I know that the committee is concerned about the financial hardships that many Americans experience due to health care costs, particularly bankruptcy. As you know, medical expenses are a major factor in nearly two-thirds of bankruptcy filings. People with poor or no health insurance coverage and a significant health problem are more likely to accrue considerable medical debt than people who have good coverage and good health—and thus are particularly vulnerable to bankruptcy. Yet when they reach bankruptcy court, the bankruptcy trustee has little ability and little incentive to address the underlying factors that have led to medical debt and medical bankruptcy, including insurance company denials and aggressive collection efforts by medical debt collectors. Medical debt is, of course, a symptom of larger problems in our health care system—and the solution to medical debt and medical bankruptcy is real health reform that results in affordable, reliable health coverage and affordable health care for all Americans.
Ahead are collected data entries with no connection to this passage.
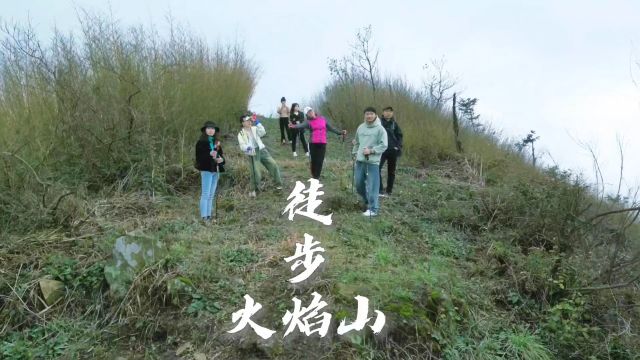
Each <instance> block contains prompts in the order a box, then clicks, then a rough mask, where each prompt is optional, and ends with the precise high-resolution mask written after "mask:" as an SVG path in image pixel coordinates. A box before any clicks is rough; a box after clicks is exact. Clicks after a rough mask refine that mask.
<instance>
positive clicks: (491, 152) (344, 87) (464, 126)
mask: <svg viewBox="0 0 640 360" xmlns="http://www.w3.org/2000/svg"><path fill="white" fill-rule="evenodd" d="M315 102H316V104H317V105H318V106H319V107H320V109H321V111H322V112H323V113H324V114H326V115H328V116H329V117H330V118H332V119H333V120H334V121H336V122H339V123H341V124H342V125H343V126H345V127H346V128H348V129H351V130H355V128H356V127H357V126H358V125H359V124H360V123H361V122H362V121H363V113H362V111H363V109H364V108H365V107H367V106H371V105H373V106H374V107H375V108H376V109H377V110H378V113H379V116H382V108H384V107H386V106H392V107H393V108H394V110H395V111H394V113H395V114H394V115H395V117H396V120H397V122H398V124H399V126H400V127H401V129H402V131H403V133H404V154H405V155H406V157H408V158H409V159H411V160H412V161H414V162H416V163H418V164H421V165H425V164H428V163H432V162H434V161H440V160H450V159H467V160H469V161H471V162H472V163H473V164H475V165H474V166H475V167H477V168H478V169H477V170H478V171H480V167H482V170H483V171H485V172H486V173H485V174H484V175H487V176H488V180H489V181H491V180H492V179H493V178H504V177H505V176H507V175H509V174H512V173H513V172H514V171H516V172H518V173H519V174H523V173H525V174H527V176H531V175H533V174H535V173H536V171H535V169H533V167H531V166H530V165H529V164H528V163H527V162H526V161H525V159H524V158H523V156H522V154H520V153H518V152H517V151H515V149H514V148H513V146H512V142H511V141H510V140H509V139H501V138H500V137H499V136H497V135H494V134H493V133H492V132H489V131H487V132H477V131H474V130H473V129H472V128H471V127H470V126H468V124H465V123H463V124H462V126H461V129H460V139H461V141H462V145H463V148H464V153H462V154H459V153H457V151H456V146H455V138H454V132H453V122H452V117H451V113H450V110H445V111H438V110H435V109H433V108H431V107H430V106H429V105H428V103H429V102H428V100H427V99H426V97H425V94H424V93H423V92H421V91H420V90H418V89H415V88H414V87H412V86H411V85H410V84H409V83H408V82H407V81H405V80H403V79H401V78H387V79H384V80H382V81H381V83H380V84H379V87H378V90H377V91H376V92H375V93H374V92H373V91H372V89H371V87H370V85H369V84H368V83H367V82H366V81H365V80H363V79H361V80H358V79H357V78H351V79H350V80H349V81H341V80H340V79H334V80H333V81H332V82H331V83H330V84H329V85H328V86H326V87H325V89H324V91H323V92H322V93H321V94H320V95H319V96H317V98H316V100H315Z"/></svg>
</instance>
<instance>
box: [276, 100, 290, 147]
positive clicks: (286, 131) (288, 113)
mask: <svg viewBox="0 0 640 360" xmlns="http://www.w3.org/2000/svg"><path fill="white" fill-rule="evenodd" d="M278 115H280V141H282V145H286V144H287V141H286V140H289V144H291V132H290V130H289V107H288V106H287V99H285V97H284V96H283V97H282V98H281V99H280V105H279V106H278ZM285 134H286V140H285Z"/></svg>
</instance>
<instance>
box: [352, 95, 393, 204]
mask: <svg viewBox="0 0 640 360" xmlns="http://www.w3.org/2000/svg"><path fill="white" fill-rule="evenodd" d="M385 150H387V132H386V131H385V129H384V127H382V124H381V122H380V119H379V118H378V116H377V115H376V110H375V109H374V108H372V107H368V108H366V109H364V122H363V123H362V124H360V126H358V130H356V136H355V139H354V145H353V150H352V151H351V153H352V154H353V155H355V157H356V166H355V182H356V190H357V191H358V194H360V196H361V197H362V199H363V200H364V203H365V205H366V207H367V210H366V211H365V212H364V213H363V214H362V215H364V216H377V215H378V212H379V210H380V207H379V205H378V193H379V191H380V157H381V155H382V154H383V153H384V152H385Z"/></svg>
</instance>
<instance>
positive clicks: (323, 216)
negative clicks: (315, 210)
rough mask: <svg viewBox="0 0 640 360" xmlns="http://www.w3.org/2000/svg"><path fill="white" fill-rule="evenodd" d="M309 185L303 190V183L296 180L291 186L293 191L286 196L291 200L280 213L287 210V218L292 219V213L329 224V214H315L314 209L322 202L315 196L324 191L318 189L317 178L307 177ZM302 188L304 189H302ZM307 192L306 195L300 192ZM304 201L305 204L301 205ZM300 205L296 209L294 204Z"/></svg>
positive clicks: (316, 195) (282, 212)
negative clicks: (304, 196) (293, 184)
mask: <svg viewBox="0 0 640 360" xmlns="http://www.w3.org/2000/svg"><path fill="white" fill-rule="evenodd" d="M309 182H310V183H311V185H310V186H309V190H304V184H303V183H302V182H300V181H296V186H295V187H294V188H293V191H292V192H291V194H290V195H289V197H288V198H287V200H291V199H293V200H291V202H290V203H289V204H288V205H287V207H285V208H284V211H283V212H282V214H284V213H286V212H287V211H289V220H292V221H293V216H294V214H298V215H302V216H306V217H308V218H311V219H313V220H316V221H320V222H321V223H323V224H325V225H331V215H333V213H331V214H329V215H320V214H316V213H315V210H316V208H317V207H318V206H320V204H322V200H318V199H317V197H318V196H320V195H323V194H324V191H318V190H319V189H320V188H321V187H322V184H320V181H318V179H309ZM303 190H304V191H303ZM303 193H304V194H309V196H308V197H306V198H305V197H304V195H302V194H303ZM304 202H306V203H307V204H305V205H301V204H303V203H304ZM298 205H301V206H300V207H298V209H297V210H296V206H298Z"/></svg>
The problem of unaffordability is most apparent for the nearly 47 million Americans who lack health insurance. Roughly two-thirds of Americans without health insurance have incomes below 200 percent of the federal poverty level—or approximately $44,000 for a family of four. Most people without health insurance are workers or live in families with a worker, but do not have health coverage through an employer. With the annual average cost of employer-sponsored health insurance nearing $13,000 in 2008, health insurance is clearly unaffordable for families who must purchase it on their own.